A-4566 – Stipulates that the sex of a decedent is to be recorded on a death certificates to reflect the decedent’s gender identity as reported by next of kin or best qualified person available, unless the person completing the death certificate is presented with a document that memorializes the decedent’s gender transition. The bill also provides a legal process to address conflicting information regarding the gender of the decedent and codifies existing regulations regarding current information included on a death certificate.
AJR-139 – Designates November 14 – 20 as “Transgender Awareness Week” in New Jersey to coincide with the national movement to help raise the visibility of transgender and gender non-conforming persons and increase understanding of the prejudice, discrimination, and violence that they face.
AJR-140 – Designates November 20th as “Transgender Day of Remembrance” in New Jersey to honor the memory of those whose lives were lost in acts of anti-transgender violence.
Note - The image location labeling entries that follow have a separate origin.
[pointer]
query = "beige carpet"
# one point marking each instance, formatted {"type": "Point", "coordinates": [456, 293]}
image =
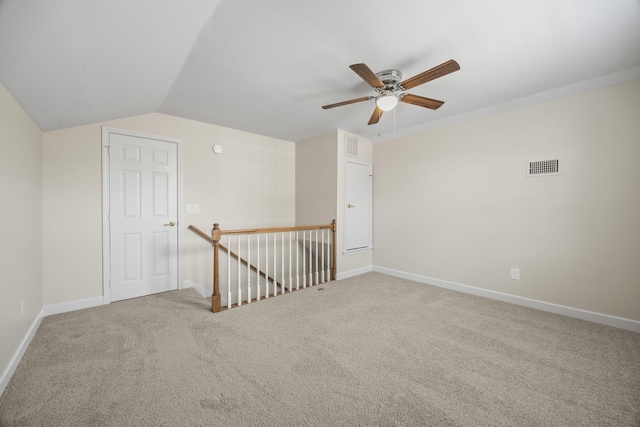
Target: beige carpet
{"type": "Point", "coordinates": [372, 350]}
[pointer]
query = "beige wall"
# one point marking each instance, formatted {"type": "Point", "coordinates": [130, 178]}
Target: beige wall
{"type": "Point", "coordinates": [21, 226]}
{"type": "Point", "coordinates": [454, 203]}
{"type": "Point", "coordinates": [252, 183]}
{"type": "Point", "coordinates": [316, 179]}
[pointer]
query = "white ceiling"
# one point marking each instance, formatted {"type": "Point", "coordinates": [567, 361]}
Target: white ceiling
{"type": "Point", "coordinates": [268, 66]}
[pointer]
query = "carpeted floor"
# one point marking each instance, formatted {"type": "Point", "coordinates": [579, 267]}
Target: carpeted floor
{"type": "Point", "coordinates": [371, 350]}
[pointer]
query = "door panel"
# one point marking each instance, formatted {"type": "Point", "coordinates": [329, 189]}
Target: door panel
{"type": "Point", "coordinates": [143, 201]}
{"type": "Point", "coordinates": [357, 217]}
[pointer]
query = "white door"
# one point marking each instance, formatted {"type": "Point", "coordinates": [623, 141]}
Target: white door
{"type": "Point", "coordinates": [357, 210]}
{"type": "Point", "coordinates": [143, 209]}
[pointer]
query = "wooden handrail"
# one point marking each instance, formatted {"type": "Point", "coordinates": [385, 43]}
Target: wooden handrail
{"type": "Point", "coordinates": [233, 254]}
{"type": "Point", "coordinates": [278, 229]}
{"type": "Point", "coordinates": [216, 234]}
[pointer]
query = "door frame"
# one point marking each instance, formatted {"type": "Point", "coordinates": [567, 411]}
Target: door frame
{"type": "Point", "coordinates": [346, 251]}
{"type": "Point", "coordinates": [106, 231]}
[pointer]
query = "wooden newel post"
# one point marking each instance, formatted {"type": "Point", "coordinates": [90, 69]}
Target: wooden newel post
{"type": "Point", "coordinates": [215, 298]}
{"type": "Point", "coordinates": [335, 245]}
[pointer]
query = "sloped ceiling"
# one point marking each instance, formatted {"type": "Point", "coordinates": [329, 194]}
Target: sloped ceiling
{"type": "Point", "coordinates": [268, 66]}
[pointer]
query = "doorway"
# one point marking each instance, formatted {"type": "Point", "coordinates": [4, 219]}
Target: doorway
{"type": "Point", "coordinates": [357, 210]}
{"type": "Point", "coordinates": [140, 214]}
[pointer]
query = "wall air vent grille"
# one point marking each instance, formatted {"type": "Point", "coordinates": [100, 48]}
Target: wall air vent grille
{"type": "Point", "coordinates": [544, 167]}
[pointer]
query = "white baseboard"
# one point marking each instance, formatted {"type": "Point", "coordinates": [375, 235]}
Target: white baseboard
{"type": "Point", "coordinates": [356, 272]}
{"type": "Point", "coordinates": [73, 305]}
{"type": "Point", "coordinates": [17, 356]}
{"type": "Point", "coordinates": [591, 316]}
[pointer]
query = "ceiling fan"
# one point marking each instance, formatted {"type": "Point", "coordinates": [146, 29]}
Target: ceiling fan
{"type": "Point", "coordinates": [391, 87]}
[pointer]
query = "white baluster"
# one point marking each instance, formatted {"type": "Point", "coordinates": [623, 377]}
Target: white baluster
{"type": "Point", "coordinates": [266, 265]}
{"type": "Point", "coordinates": [322, 265]}
{"type": "Point", "coordinates": [283, 279]}
{"type": "Point", "coordinates": [258, 267]}
{"type": "Point", "coordinates": [304, 261]}
{"type": "Point", "coordinates": [297, 262]}
{"type": "Point", "coordinates": [317, 274]}
{"type": "Point", "coordinates": [290, 264]}
{"type": "Point", "coordinates": [239, 274]}
{"type": "Point", "coordinates": [229, 271]}
{"type": "Point", "coordinates": [248, 268]}
{"type": "Point", "coordinates": [328, 256]}
{"type": "Point", "coordinates": [275, 265]}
Vainieri Huttle noted that Transgender Day of Remembrance started as a vigil by Gwendolyn Ann Smith to honor the memory of Rita Hester, a 34 year old African-American who was a highly visible member of the transgender community and worked locally on education and transgender issues in Boston before she was murdered in her apartment in November 1998. Although the murder remains unsolved, it became the catalyst for the day of remembrance.
“Transgender individuals face considerable challenges in society, more than most of us can even imagine,” added Vainieri Huttle. “Discrimination, harassment, decreased educational and employment opportunities, as well as barriers to clinically-appropriate healthcare and social services will continue to harm them unless we take a stand. In order to address these challenges legislatively or otherwise, we must have a comprehensive review of the current policies and procedures that are impacting the lives of transgender residents and their families.”
The Human Rights Campaign reported that in 2015 there were at least 21 murders of transgender persons in the United States, more than any previous year on record, with a disproportionate number of these victims being transgender women of color.
The measures have all been referred to the Assembly Human Services Committee, which is chaired by Vainieri Huttle.